Saturday, August 07, 2010

Skilak Wildernesss

It's 5:30pm and I'm sitting in the tent on the shore of Upper Skilak Lake in the Kenai National Wilderness Reserve. It's pouring rain and framed outside the unzipped door of the tent are three big bundles of firewood, staying dry under a table until the small chance that it ceases to pour and we can light a campfire. It doesn't seem likely.

Jim is snoring next to me while I now write this, and before that - play solitaire, eat cheese and drink wine to the soundtrack of plippitity ploppiting on the stretched nylon and the unceasing squawks of gulls that are amassed on a tiny island about half of a mile off shore.

I'm also being bear aware because I'm in "Bear Country!" as the signs everywhere like to tell me.

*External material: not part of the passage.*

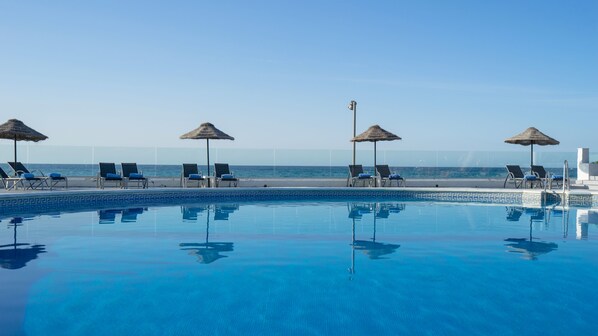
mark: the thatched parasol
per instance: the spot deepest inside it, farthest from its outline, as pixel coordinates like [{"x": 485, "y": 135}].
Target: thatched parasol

There's a bear locker at each site and I'm wondering if they A) even come out in the piss ass rain, B) are attracted to the smell of aged Gouda, and C) have enough to keep them busy eating elsewhere what with it being both the sockeye salmon run AND early berry season. I'm betting - yes, maybe and yes.

Yesterday we backpacked in to another spot on Skilak lake a few miles from here. It was gorgeous and serene and there was no one around last night. Our small backpacking tent is on extended loan to a friend, which we realized right before leaving. So we borrowed Ray's very old Eureka tent which, as Jim put it, looks like the tent in Bugs Bunny cartoons - green and triangular - or as I think of it, like how a child would draw a picture of a "tent" - green and triangular. This morning we were awakened to people walking past the tent, like a steady stream of them. Turns out we camped in a tres popular fishing area, indeed we saw copious amounts of fish jumping in the lake, both of us so mad we didn't bring poles. But god knows, had we caught something and gutted it there, I'd be off the charts nervous about bears scenting that because we all know how they love them some fishes.

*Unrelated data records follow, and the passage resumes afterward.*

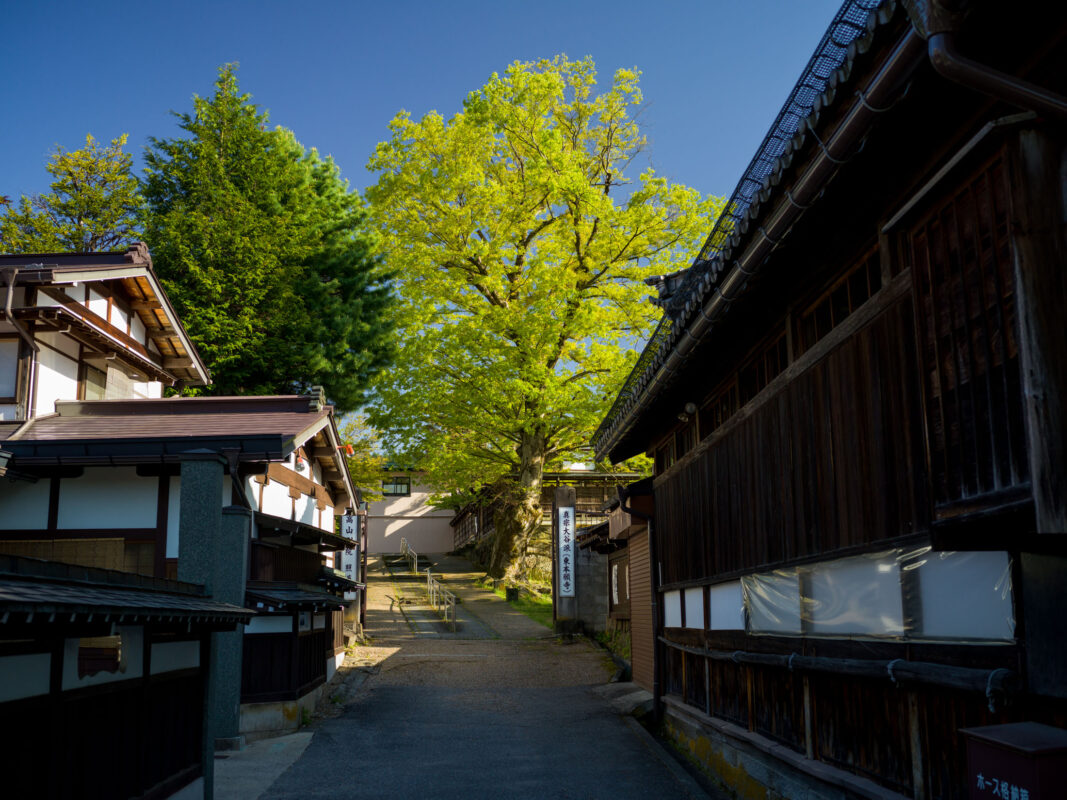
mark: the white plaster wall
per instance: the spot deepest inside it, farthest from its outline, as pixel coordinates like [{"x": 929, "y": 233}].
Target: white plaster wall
[
  {"x": 61, "y": 342},
  {"x": 97, "y": 304},
  {"x": 695, "y": 608},
  {"x": 173, "y": 656},
  {"x": 269, "y": 625},
  {"x": 57, "y": 380},
  {"x": 9, "y": 367},
  {"x": 427, "y": 534},
  {"x": 276, "y": 500},
  {"x": 728, "y": 606},
  {"x": 307, "y": 512},
  {"x": 108, "y": 497},
  {"x": 25, "y": 675},
  {"x": 132, "y": 650},
  {"x": 24, "y": 505},
  {"x": 427, "y": 529}
]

The hike out this morning was une peau dificil, steady upwards the whole time and then steeper at the end. It was short, but with a heavy pack that originally belonged to my tall skinny brother in law and so didn't fit me so well, I was feeling the burn.

Our plan today was to hike up a mountain to stay the night, and after hiking out this morning I wasn't super excited about going 2 miles straight UP. Then it started to pour, and I got chilled and cranky, so Jim made me some miso soup and we started cruising for car camping sites until we found this place quite by accident, and were it sunny today it'd be paradisical. Right on the lapping shore of a giant blue-green lake in this very nice, walk-in tent-only campsite. So we still did a bit of hauling as it turned out - the 200 yards to the van, 200 yards back to the site, repeat...

But we'd prepared in the case this happened as this entire summer so far has been one constant downpour - we brought the "big ass" 6-person tent and inflatable mattresses just in case. Would that I'd thought to throw some pillows in the van too.

Despite the rain and chill and sitting in a tent when we could be hiking or swimming or at least sitting by a campfire, this is really nice. I'm dirty and damp and there's nothing to do but think and stare and play cards and write. Which we identified at last night's campfire as one of the very nicest things about getting into the wilderness - all those terrible multiple options for things to do at home, to get done, to accomplish, to entertain oneself - are all removed, and instead the basics of staying warm, dry and fed become wholly satisfying pursuits that remind us of how human we are, which is to say: very.